# LDV ( Lakes Damper Van) aka Lurch



## Big bed camper (May 9, 2013)

Finally got the damper useable and went away for a lads reunion in the lake district ( Nether wasdale) Had the most comfortable two nights sleep since I came out of hospital 7 months ago!
Still a couple of leaks in the front to sort but not coming from the screen after sealing it for the 3rd time!
This was my first ride out above about 20 miles and pleased to say for a big old van it went superbly, it romped up the hills in the lakes like a gazelle on heat and never misssed a beat. Whilst not particularly pretty as vans go as long as it remains reliable I will be happy with it.
Hopefully the pictures attached give some ideas of what it looks like in and out. Still some trimming to do, awning to attach, second leisure battery to possibly fit, overhead cab storage door and trim to sort, and laminate floor to lay.
It originally came with curtains which I used for the seat/mattress covers. Instead of curtains I made removable window panels from polystyrene covered in reflective bubble wrap material on the window side and trimmed to match the inside, they seem to work well. Led lighting runs under the cupboards.
should be off to Wells are a week on Saturday for a long weekend, looking forward to it.
Ann and I also got married on April 6th and used it as the wedding car! Unfortunate sign by the front of the van upon leaving the registry office!
The piccies are in no particular order. The criteria for the van was abig bed, we used to have a caravan and at 6ft 3 I found the bed in that a squeeze, so Lurch has a 6 foot 5 by 6 footish wide  bed, the rest of the interior was worked around that requirement.
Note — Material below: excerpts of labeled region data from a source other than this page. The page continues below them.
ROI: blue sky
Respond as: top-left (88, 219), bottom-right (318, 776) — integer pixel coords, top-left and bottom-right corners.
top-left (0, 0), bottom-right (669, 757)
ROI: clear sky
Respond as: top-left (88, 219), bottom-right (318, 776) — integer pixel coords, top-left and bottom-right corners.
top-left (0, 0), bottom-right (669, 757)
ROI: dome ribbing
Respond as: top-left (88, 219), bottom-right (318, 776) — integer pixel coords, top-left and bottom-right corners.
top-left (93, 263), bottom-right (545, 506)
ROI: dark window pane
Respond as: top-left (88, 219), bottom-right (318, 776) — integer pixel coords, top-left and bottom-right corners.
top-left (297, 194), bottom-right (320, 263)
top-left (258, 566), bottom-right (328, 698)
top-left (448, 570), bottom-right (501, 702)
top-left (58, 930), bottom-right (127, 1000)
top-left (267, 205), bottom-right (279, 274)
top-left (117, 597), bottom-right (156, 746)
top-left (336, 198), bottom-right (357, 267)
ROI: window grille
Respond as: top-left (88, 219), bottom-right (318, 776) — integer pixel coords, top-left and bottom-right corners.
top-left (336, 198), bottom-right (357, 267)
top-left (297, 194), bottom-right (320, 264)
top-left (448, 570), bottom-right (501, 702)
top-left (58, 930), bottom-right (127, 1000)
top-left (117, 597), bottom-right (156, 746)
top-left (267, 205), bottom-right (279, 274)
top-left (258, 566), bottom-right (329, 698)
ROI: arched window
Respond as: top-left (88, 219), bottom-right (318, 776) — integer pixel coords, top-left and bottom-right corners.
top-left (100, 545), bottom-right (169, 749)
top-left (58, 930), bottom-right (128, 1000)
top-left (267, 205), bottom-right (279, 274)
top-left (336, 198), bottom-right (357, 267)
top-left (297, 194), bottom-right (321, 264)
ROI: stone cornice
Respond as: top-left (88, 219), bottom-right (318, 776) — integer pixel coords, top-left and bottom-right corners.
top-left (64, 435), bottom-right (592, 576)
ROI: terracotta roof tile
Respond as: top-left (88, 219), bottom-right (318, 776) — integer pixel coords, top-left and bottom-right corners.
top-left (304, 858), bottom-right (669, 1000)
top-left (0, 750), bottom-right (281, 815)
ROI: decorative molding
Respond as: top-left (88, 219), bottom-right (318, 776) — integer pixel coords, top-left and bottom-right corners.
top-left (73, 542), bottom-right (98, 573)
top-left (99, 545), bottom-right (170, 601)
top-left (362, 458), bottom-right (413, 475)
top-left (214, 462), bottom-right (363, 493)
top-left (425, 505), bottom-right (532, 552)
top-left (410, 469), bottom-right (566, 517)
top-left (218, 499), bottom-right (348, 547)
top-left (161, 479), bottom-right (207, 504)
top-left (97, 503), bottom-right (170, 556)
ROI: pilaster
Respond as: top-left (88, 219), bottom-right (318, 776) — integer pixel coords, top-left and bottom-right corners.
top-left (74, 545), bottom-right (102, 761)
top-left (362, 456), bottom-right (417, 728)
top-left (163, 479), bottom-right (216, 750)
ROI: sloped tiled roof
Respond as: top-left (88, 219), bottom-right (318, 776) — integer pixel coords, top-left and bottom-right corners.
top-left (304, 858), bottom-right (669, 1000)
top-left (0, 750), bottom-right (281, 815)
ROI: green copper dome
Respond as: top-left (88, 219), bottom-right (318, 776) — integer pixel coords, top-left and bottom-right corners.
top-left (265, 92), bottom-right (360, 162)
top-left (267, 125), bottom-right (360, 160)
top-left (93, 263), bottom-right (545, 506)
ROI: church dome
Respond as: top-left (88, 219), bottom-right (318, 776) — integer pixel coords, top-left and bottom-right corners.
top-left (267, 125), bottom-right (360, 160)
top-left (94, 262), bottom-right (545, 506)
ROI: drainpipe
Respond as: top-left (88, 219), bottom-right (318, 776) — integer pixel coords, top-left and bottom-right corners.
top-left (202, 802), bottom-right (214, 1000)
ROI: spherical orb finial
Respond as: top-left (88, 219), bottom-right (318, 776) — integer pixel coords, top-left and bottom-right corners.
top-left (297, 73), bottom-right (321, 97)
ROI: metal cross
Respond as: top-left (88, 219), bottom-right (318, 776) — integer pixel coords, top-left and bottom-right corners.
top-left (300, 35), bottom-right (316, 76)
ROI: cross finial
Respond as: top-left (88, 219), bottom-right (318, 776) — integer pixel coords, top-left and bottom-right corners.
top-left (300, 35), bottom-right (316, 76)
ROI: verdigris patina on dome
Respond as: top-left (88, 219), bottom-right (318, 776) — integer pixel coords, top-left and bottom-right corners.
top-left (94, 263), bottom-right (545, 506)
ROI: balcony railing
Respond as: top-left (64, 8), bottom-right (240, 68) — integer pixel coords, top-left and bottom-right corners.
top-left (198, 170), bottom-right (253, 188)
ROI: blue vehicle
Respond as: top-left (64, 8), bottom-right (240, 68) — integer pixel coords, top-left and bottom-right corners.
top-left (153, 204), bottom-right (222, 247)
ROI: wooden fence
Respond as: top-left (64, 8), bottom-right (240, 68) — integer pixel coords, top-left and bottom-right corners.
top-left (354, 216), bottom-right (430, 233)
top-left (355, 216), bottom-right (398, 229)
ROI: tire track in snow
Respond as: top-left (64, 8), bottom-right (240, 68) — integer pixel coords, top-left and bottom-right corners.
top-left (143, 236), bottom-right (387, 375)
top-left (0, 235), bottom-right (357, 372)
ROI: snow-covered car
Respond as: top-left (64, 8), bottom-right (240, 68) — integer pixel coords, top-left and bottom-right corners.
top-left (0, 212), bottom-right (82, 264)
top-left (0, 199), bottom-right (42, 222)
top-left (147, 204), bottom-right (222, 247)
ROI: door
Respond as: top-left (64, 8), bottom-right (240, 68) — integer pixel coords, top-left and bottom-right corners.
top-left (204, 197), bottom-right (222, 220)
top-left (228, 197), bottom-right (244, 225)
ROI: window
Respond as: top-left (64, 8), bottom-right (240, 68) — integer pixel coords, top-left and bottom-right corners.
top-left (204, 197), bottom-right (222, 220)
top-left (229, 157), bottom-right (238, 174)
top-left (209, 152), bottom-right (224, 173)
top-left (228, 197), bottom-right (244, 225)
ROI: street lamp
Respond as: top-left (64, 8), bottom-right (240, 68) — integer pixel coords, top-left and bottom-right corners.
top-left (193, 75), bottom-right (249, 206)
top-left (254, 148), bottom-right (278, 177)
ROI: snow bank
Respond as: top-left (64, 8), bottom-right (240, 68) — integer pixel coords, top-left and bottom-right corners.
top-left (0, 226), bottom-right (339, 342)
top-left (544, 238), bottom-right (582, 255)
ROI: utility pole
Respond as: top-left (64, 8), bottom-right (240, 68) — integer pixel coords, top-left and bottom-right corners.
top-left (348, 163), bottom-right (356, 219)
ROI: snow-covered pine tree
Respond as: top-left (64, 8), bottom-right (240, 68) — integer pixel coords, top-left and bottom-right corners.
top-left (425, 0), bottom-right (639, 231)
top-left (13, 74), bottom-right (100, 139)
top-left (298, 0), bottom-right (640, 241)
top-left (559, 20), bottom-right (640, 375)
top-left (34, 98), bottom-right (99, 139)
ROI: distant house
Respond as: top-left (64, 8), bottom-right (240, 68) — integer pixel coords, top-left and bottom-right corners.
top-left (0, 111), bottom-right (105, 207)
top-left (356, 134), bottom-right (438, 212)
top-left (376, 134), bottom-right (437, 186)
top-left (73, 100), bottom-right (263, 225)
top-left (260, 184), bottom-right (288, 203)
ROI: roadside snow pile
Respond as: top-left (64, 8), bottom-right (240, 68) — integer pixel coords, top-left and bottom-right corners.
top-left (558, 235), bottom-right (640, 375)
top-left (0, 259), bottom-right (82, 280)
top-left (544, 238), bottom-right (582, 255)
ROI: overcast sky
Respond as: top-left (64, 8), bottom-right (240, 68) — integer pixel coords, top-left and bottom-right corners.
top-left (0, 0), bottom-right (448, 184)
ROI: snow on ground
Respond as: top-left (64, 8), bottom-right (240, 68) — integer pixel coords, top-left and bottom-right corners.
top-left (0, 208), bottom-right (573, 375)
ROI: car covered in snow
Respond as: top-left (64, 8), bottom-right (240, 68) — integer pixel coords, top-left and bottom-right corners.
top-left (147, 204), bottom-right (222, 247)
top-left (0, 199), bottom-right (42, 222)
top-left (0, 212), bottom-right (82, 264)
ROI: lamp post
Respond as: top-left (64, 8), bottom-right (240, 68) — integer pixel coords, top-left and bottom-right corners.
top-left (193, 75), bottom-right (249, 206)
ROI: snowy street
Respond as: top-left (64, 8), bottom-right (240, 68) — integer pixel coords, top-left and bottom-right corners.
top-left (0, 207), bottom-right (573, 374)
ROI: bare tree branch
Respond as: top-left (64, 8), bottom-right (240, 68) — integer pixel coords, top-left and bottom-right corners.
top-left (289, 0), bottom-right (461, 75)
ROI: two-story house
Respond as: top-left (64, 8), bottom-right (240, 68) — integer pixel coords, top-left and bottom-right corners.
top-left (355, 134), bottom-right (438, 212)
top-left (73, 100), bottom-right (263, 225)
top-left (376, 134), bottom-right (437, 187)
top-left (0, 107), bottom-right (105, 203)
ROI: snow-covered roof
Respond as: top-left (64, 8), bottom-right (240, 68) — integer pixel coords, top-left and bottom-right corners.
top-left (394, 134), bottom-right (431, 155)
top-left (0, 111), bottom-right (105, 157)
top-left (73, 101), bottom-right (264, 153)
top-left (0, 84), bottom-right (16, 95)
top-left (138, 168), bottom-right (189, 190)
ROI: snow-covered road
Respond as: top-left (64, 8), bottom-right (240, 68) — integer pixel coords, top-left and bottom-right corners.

Loads of under bed storage as a result. Toilet in cupboard by door. All water moved onboard so  exterior fittings on body now redundant apart from gas bottle access ( this is in the red metal box visible in one pcture). Depending on use throughout the colder part of the year I may look into a propex or similar at some point. I also have a solar panel to fit to help leisure battery charging when the engine is not running.


----------



## Neckender (May 9, 2013)

Nice van but who's having a piddle:danger: behind the van in picture 9.

John.


----------



## GRWXJR (May 9, 2013)

Hello,

I have a (relatively recently acquired) LDV Convoy campervan (van, not minibus conversion though) as well.

Like yours mine had a leak and a wet cab floor / carpet when I got it.  I did some web research and it seems the 2 most likely leak points are

1)  The windscreen rubber (which splits at the corners - mine has and Sikkaflex silicon gloop filled the cracks & sorted it)
2)  The seals around the wiper arms (the wiper rack & motor are inside the cab behind the scuttle, so if there's a leak round where they penetrate the scuttle the water runs straight down into the footwells).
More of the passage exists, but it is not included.